Snowflake’s software helps business organize data in the cloud. The company is known for its consumption pricing model, which charges customers based on how much they use its products. Analysts had feared that a slowdown in demand for cloud services would dent Snowflake’s pay-as-you-go model.
Product revenue will increase about 34% to as much as $625 million in the period ending in July, the company said Wednesday in a statement. Analysts, on average, estimated $646.3 million, according to data compiled by Bloomberg. Product sales make up the majority of Snowflake’s total revenue and are watched closely by investors.
Snowflake also cut its outlook for the fiscal year, saying product revenue will be about $2.6 billion. In March, the company predicted annual product sales of $2.7 billion.
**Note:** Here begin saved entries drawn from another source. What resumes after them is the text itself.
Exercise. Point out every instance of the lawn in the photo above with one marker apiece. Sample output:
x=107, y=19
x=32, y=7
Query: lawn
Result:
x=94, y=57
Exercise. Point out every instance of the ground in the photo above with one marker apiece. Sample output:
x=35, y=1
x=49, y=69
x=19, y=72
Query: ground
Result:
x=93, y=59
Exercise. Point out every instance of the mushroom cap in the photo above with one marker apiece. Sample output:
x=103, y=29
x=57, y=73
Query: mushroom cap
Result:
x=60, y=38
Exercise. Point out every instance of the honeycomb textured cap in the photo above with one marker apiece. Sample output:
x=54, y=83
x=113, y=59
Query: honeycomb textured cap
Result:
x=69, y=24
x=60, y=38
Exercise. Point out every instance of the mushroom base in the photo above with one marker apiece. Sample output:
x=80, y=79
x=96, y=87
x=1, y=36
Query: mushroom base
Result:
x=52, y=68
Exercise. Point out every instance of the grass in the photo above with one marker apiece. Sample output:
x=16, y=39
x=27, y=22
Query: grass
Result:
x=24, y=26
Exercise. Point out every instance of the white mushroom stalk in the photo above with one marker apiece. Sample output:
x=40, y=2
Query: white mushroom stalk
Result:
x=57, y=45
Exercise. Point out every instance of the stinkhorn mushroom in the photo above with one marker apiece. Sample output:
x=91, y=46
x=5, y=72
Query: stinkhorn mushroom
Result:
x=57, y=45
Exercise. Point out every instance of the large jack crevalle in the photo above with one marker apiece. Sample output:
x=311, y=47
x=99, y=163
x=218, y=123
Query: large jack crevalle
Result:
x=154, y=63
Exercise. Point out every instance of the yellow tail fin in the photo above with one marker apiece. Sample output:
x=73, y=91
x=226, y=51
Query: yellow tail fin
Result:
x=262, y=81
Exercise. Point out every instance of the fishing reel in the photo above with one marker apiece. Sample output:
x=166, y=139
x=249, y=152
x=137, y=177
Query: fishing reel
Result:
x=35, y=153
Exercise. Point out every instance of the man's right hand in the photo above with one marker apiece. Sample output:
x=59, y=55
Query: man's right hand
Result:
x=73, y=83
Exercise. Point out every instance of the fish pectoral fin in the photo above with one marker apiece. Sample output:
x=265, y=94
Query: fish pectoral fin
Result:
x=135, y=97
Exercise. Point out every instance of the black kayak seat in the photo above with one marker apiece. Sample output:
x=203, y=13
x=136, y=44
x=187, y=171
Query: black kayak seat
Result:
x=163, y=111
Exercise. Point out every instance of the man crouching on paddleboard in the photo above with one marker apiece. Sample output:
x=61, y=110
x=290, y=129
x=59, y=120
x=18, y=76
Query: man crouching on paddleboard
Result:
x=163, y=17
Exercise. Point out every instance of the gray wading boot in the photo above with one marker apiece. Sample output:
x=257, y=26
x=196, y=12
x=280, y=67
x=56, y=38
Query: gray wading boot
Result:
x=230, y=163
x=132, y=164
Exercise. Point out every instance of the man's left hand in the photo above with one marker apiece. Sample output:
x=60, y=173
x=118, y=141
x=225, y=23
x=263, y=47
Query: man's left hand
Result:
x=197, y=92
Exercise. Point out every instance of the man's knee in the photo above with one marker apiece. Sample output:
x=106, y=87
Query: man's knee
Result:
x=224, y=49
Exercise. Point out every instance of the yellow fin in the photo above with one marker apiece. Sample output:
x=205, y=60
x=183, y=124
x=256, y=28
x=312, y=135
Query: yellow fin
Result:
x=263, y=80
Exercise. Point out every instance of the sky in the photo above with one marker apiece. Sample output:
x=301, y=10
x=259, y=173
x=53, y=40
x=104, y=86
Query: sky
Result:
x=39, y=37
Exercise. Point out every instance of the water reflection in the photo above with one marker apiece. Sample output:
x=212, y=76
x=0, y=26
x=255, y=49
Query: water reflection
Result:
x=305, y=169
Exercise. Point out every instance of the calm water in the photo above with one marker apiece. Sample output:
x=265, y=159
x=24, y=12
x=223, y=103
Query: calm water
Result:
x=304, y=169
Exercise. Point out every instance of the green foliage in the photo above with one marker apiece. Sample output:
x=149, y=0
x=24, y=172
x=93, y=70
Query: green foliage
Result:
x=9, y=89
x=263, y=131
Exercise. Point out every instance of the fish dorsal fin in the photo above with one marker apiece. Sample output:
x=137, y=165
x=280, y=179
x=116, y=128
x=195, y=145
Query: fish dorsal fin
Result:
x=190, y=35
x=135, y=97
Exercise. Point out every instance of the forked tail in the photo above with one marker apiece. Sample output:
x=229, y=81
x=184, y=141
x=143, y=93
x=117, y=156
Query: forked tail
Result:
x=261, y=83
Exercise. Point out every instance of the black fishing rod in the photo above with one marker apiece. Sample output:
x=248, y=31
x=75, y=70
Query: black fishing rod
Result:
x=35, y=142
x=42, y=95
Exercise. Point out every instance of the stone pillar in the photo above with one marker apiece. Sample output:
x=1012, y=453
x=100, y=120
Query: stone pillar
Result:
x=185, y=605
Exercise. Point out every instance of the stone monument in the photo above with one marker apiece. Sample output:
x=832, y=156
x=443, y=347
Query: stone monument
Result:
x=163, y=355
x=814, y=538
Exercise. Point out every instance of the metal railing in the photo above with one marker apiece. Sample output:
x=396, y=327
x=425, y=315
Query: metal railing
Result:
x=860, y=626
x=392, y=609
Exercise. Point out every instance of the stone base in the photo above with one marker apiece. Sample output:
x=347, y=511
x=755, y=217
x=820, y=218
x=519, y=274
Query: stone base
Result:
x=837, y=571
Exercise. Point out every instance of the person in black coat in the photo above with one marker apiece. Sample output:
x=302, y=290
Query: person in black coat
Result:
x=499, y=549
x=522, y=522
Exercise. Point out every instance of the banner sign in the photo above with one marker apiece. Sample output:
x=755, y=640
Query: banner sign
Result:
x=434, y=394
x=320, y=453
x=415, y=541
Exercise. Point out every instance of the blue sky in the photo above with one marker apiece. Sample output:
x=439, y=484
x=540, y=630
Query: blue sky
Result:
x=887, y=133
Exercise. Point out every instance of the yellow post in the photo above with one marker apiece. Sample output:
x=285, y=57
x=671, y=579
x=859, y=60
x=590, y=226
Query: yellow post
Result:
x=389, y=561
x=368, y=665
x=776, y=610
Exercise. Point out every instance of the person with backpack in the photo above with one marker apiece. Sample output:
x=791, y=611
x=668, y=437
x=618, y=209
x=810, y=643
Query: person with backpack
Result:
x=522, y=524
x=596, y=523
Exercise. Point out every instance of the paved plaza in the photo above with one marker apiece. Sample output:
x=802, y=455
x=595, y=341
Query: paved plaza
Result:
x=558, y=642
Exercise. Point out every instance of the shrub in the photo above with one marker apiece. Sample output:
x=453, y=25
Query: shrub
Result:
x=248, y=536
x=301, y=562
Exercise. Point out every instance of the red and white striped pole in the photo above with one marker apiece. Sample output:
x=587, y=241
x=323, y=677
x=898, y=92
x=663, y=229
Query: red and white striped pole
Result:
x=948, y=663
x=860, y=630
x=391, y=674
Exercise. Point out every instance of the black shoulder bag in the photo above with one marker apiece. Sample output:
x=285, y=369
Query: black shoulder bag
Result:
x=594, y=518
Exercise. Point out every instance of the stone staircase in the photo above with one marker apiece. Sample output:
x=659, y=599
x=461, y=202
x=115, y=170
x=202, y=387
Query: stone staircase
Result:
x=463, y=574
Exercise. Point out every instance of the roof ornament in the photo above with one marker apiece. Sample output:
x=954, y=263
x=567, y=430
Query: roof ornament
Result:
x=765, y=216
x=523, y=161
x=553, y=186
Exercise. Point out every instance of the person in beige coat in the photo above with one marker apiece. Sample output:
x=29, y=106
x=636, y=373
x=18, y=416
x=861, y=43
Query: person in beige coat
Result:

The forecast reduction is tied to the broader slowdown in spending for information technology seen across the economy, said Mandeep Singh, an analyst at Bloomberg Intelligence.
Several analysts on Thursday downgraded the stock and cut their price targets.
“Despite some solid Q1 upside, overall results were again marred by a significant cut to the full year outlook as Snow’s customers continue to face optimization trends,” wrote Tyler Radke, an analyst at Citigroup.
Fiscal first-quarter product revenue increased 50% to $590.1 million. Analysts, on average, projected $571.9 million. Profit, excluding some items, was 15 cents a share in the period ended April 30, compared with an average estimate of 5 cents.
The company said in a presentation that it had 8,167 customers at the end of the quarter. Of those, 373 were large clients who generated trailing 12-month product revenue of more than $1 million, an 80% increase compared with the period a year earlier.